Submitted by Berrin Chatzi Chousein

Harvard Design Magazine’s latest issue ’Run for Cover’ delves into ’fear’ in architecture

United States Architecture News - Oct 07, 2016 - 12:26   14485 views

Harvard Design Magazine’s latest issue ’Run for Cover’ delves into ’fear’ in architecture

How are our fears shaped through architecture? Can we think our way out of fear? Design our way through dread? We fill fight or flight. Are we duck? Harvard Design Magazine's newest issue, the 42nd edition explores the relationship between architecture and fear. The magazine's Summer/Spring issue 'Run for Cover' investigates the architectural discourse as a 'weapon', 'target', or 'motivator for progress', which is not running away from our fears-actually is not seeing architecture as 'shelter'.

This issue of Harvard Design Magazine explores how fear—of assault, of nature, of power, of the Other—shapes our physical world, and how the built environment provokes, prevents, or palliates fear. As the makers and inhabitants of this militarized “age of terror,” we reach for our “shields” automatically, often avoiding the deeper sources of fear. 

“Run for Cover!” suggests that maybe designers need to unlearn the shelter reflex. Fear can be a motivator for progress—not for walling in or walling out, but for imagining, configuring, and instrumentalizing spaces that foster coexistence, cooperation, and trust.

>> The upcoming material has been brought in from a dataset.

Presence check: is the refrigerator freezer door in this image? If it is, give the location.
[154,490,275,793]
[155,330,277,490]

But what shields or defends can intimidate, exclude, and punish. Architecture is not just refuge, but target and weapon; buildings entrap, collapse, explode, segregate.

In this issue; there are stimulating writings by Geoff Manaugh, Jennifer Sigler, Interboro Partners, Blair Kamin, and Oliver Wainwright—among many others. You can read select articles online now, or buy the whole thing for € 18.00.

Relaunched in summer 2014, Harvard Design Magazine probes beyond the established design disciplines to enrich and diversify current discourse. Scholarly, poetic, and visually lush, each issue triggers new interpretations of design’s defining role in today’s culture. Distinguished and unexpected voices from the fields of architecture, landscape architecture, and urban planning meet those from the realms of art, science, literature, and beyond. A space for dialogue, speculation, and surprise: Harvard Design Magazine opens a door onto the applied device of design, and the people, places, and politics it engages.